For every dollar Citizens Insurance takes in for sinkhole coverage, it pays out $4 in damage claims. Even then, many homes are left un-repaired, sold and sold again to unsuspecting buyers.

But not for much longer if state Rep. Jake Rayburn gets his way.

"We're going to fix the sinkhole, and not be left in a situation where potentially someone could get a check and then walk away from the home," said Rayburn, R-Hillsborough.

New Port Richey real estate agent Greg Armstrong said whole neighborhoods suffer when damage isn't fixed.

"Today I see so many homes that are un-repaired; It's driving our property values down," said Armstrong. "We're also significantly hurting people."

The legislation allows Citizens to get homeowners a list of approved contractors. They'll have 90 days to pick one but they won't see a check, as it will go right to the contractor.

Suzanne Winfield told lawmakers she didn't know what to do when she had sinkhole damage. Her friends suggested a public adjuster. By the time the fees and expenses were paid, her $160,000 settlement was down to just $70,000.

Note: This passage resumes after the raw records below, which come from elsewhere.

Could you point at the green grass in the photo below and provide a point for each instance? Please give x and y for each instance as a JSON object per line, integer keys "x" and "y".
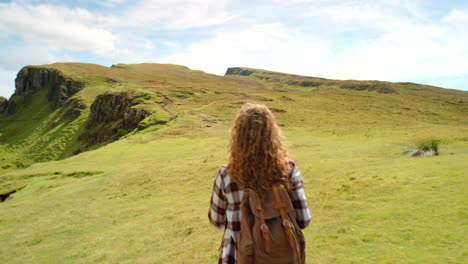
{"x": 144, "y": 198}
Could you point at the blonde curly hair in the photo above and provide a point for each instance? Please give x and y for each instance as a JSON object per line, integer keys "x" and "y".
{"x": 258, "y": 157}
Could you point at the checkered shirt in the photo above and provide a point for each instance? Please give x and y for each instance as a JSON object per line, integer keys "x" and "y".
{"x": 225, "y": 209}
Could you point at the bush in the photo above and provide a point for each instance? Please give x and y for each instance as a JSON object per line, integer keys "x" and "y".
{"x": 428, "y": 145}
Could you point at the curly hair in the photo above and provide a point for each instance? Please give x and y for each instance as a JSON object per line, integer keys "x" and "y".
{"x": 258, "y": 158}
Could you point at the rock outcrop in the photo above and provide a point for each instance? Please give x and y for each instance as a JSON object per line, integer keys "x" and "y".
{"x": 238, "y": 71}
{"x": 112, "y": 116}
{"x": 31, "y": 79}
{"x": 7, "y": 107}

"Not enough to put anything under the ground to stabilize it, barely enough to do the cosmetic repairs," said Winfield.

Everyone agrees the legislation won't change the 4-1 loss ratio for Citizens, but the insurer of last resort said at least damage will get fixed.

"We tried to write checks. It didn't work," said Christine Ashburn, of Citizens Insurance. "Homes weren't getting repaired. We want to fix homes."

The change would apply to claims filed after July 1.

The legislation also allows policyholders to buy lower deductible policies. Right now only a 10 percent deductible is offered. If the legislation becomes law, 2 percent and 5 percent deductibles would also be offered.